I'm planning to deploy a WebRTC custom videoconference software (based on NodeJS, using websockets) with Kubernetes, but I have some doubts about scaling down this environment.
Actually, I'm planning to use cloud hosted Kubernetes (GKE, EKS, AKS or any) to be able to auto-scale nodes in the cluster to attend the demand increase and decrease. But, scaling up is not the problem, but it's about scaling down.
The cluster will scale down based on some CPU average usage metrics across the cluster, as I understand, and if it tries to remove some node, it will start to drain connections and stop receiving new connections, right? But now, imagine that there's a videoconference still running in this "pending deletion" node. There are two problems:
1 - Stopping the node before the videoconference finishes (it will drop the meeting)
2 - With the draining behaviour when it starts to scale down, it will stop receiving new connections, so if someone tries to join in this running video conference, it will receive a timeout, right?
So, which is the best strategy to scale down nodes for a video conference solution? Any ideas?
Thanks
I would say this is not a matter of resolving it on kubernetes level by some specific scaling strategy but rather application ability to handle such situations. It isn't even specific to kubernetes. Imagine that you deploy it directly on compute instances which are also subject to autoscale and you'll end up in exactly the same situation when the load decreases and one of the instances is removed from the set.

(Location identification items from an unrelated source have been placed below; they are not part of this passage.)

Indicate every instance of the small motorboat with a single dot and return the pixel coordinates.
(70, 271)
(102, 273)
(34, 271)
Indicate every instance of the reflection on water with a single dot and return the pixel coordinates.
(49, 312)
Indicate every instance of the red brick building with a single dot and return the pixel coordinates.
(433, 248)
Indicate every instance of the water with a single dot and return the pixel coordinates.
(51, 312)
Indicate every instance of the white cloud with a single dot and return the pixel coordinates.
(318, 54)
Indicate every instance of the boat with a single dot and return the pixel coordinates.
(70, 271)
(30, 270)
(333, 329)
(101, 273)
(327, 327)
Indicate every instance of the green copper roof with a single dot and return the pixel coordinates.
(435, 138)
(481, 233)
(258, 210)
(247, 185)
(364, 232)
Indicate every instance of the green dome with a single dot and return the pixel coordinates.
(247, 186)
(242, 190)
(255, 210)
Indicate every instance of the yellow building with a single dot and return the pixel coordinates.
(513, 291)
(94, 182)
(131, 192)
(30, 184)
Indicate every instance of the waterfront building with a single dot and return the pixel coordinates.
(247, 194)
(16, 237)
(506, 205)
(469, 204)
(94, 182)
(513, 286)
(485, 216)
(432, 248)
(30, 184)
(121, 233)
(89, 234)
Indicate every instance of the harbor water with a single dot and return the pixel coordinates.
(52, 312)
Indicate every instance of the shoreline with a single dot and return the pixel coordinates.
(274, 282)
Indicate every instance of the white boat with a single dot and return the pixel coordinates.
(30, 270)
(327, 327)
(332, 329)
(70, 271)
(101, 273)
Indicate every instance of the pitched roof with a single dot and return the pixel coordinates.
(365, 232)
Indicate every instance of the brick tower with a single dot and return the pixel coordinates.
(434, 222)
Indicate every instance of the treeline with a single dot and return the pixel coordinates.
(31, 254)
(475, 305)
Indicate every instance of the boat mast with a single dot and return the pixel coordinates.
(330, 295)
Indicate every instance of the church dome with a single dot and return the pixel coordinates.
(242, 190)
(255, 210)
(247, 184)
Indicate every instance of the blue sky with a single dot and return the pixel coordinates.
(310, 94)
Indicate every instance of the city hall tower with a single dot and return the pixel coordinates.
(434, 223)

You should rather ask yourself if such application is suitable to be deployed as kubernetes workload. I can imagine that such videoconference session doesn't have to rely on the backend deployed on a single node only. You can even define some affinity or anti-affinity rules to prevent your Pods from being scheduled on the same node. So if the whole application cluster is still up and running (it's Pods are running on different nodes), eviction of a limited subset of Pods should not have a big impact.
You can actually face the same issue with any other application as vast majority of them base on some session which needs to be established between the client software and the server part. I would say it's application responsibility to be able to handle such scenarios. If some of the users unexpectedly loses the connection it should be possible to immediately redirect them to the running instance e.g. different Pod which is still able to accept new requests.
So basically if the application is designed to be highly available, scaling in (when we talk about horizontal scaling we actually talk about scaling in and scaling out) the underyling VMs, or more specifically kubernetes nodes, shouldn't affect it's high availability capabilities. From the other hand if it is not designed to be highly available, solution such as kubernetes probably won't help much.
There is no best strategy at your use case. When a cloud provider scales down, it is going to get one node randomly and kill it. It's not going to check whether this node has less resource consumption, so let's kill this one. It might end up killing the node with most pods running on it.
I would focus on how you want to schedule your pods. I would try to schedule them, if possible, on a node with running pods already (Pod inter-affinity), and would set up a Pod Disruption Budget to all Deployments/StatefulSets/etc (depending on how you want to run the pods). As a result it would only scale down when there are no pods running on a specific node, and it would kill that node, because on the other nodes there are pods; protected by a PDB.